In my twenties I went through
an in-depth self-analysis of what I wanted most in life.
After a great deal of travel-time pondering, I concluded
all I wanted was to be happy. The concept was simplistic
and obvious, yet has stimulated my actions throughout my
adulthood. My only wavering from this goal occurred during
the period of 1992 to 1995.
During an eleven-month period
from 1992 to 1993 I lost four friends to death. Three died
during the month of July in 1993, each through a different
method of death. The period following these events left
me in a deep depression. Unsure as to whether I could climb
out of the melancholy created by so many deaths, I decided
to revisit the idea of what I wanted most in life. Again
while travelling to and from work, I contemplated where
the joy was in my life. To my surprise the answer revealed
itself to be music.
With music I tend to be
a great listener. I find value in all forms of music, yet
can not sing a note to save a life and have only minor skills
as a musician. So to have music slap me awake as my greatest
reason for joy surprised me. Once I uncovered this reality
about myself I focused on what I should do with the knowledge.

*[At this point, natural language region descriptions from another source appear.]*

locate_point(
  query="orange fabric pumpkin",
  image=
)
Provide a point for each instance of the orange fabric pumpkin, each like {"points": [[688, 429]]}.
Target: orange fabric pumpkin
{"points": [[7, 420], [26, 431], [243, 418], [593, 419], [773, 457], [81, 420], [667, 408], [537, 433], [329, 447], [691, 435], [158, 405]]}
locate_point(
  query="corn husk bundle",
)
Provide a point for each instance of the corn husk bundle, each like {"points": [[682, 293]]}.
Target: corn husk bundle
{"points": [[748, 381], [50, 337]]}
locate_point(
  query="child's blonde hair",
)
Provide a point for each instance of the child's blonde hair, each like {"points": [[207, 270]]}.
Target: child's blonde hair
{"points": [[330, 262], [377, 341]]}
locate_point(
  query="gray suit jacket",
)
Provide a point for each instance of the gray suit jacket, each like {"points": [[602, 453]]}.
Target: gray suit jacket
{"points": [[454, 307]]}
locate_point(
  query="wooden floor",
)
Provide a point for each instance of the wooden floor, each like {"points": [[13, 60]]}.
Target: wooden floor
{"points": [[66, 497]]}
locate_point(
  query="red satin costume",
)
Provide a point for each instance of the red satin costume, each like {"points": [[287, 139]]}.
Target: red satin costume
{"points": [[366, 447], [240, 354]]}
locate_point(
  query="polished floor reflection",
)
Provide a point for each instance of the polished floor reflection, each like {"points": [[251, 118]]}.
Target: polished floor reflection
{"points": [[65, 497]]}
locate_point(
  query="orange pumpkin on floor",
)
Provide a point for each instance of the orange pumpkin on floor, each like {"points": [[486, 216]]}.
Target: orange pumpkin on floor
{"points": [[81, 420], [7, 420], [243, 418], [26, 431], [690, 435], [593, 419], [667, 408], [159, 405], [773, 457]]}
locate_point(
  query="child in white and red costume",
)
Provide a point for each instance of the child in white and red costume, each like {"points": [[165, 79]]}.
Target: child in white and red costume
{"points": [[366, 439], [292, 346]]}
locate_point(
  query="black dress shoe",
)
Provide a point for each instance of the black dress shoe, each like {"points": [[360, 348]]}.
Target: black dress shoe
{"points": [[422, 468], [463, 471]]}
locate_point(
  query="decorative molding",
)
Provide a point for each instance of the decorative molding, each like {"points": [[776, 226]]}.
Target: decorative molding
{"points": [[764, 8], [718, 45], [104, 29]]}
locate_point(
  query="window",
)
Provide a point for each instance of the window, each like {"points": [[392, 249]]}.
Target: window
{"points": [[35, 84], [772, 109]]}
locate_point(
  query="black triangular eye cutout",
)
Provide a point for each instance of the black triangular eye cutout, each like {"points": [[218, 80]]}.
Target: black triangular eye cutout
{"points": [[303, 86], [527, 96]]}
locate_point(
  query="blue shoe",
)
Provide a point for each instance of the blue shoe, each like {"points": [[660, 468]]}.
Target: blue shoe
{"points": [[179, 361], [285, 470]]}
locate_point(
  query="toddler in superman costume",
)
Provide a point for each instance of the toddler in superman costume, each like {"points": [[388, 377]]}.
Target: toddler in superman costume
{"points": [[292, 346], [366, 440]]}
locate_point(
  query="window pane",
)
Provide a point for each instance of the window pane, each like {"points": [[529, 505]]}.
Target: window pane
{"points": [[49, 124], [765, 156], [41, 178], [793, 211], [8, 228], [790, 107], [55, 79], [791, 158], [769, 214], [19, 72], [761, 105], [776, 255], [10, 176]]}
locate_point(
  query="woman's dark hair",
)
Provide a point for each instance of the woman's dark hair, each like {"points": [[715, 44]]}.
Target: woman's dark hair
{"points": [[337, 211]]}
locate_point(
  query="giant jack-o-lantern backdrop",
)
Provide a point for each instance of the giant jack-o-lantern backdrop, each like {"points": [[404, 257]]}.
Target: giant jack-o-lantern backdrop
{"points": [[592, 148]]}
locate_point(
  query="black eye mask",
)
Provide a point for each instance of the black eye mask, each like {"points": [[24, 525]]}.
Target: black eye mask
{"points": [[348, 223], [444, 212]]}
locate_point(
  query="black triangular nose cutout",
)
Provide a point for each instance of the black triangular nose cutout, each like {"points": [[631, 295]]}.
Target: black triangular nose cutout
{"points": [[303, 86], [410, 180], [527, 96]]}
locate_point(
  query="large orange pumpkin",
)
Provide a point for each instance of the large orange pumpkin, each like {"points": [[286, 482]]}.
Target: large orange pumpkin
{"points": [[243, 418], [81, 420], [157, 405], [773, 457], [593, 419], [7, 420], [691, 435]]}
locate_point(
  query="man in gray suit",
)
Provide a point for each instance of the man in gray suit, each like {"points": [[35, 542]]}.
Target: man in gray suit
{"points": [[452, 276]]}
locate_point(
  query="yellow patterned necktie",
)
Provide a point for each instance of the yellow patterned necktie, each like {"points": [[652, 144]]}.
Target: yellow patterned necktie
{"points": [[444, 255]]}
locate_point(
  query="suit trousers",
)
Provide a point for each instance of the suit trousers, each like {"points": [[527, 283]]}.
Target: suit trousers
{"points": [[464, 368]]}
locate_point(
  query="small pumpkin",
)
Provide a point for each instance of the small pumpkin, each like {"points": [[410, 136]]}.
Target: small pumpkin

I did not purposefully decide
to express my grief through music, it just unfolded that
way. Starting in 1994 I began writing the album "C.
Pippin Lowe On The Horizon". As I sat at my keyboard
I would think about a lost friend and what came out was
recorded to my computer. It amazed me, the music that surfaced.
The song about my brother Jim was complicated yet pleasant
to listen to, just like he was. "Bejou B. Merry"
is jazzy and full of energy. I can mentally envision her
dancing to the music each time I hear it.
The wonder of writing this
music was the healing effect it had on my emotional state.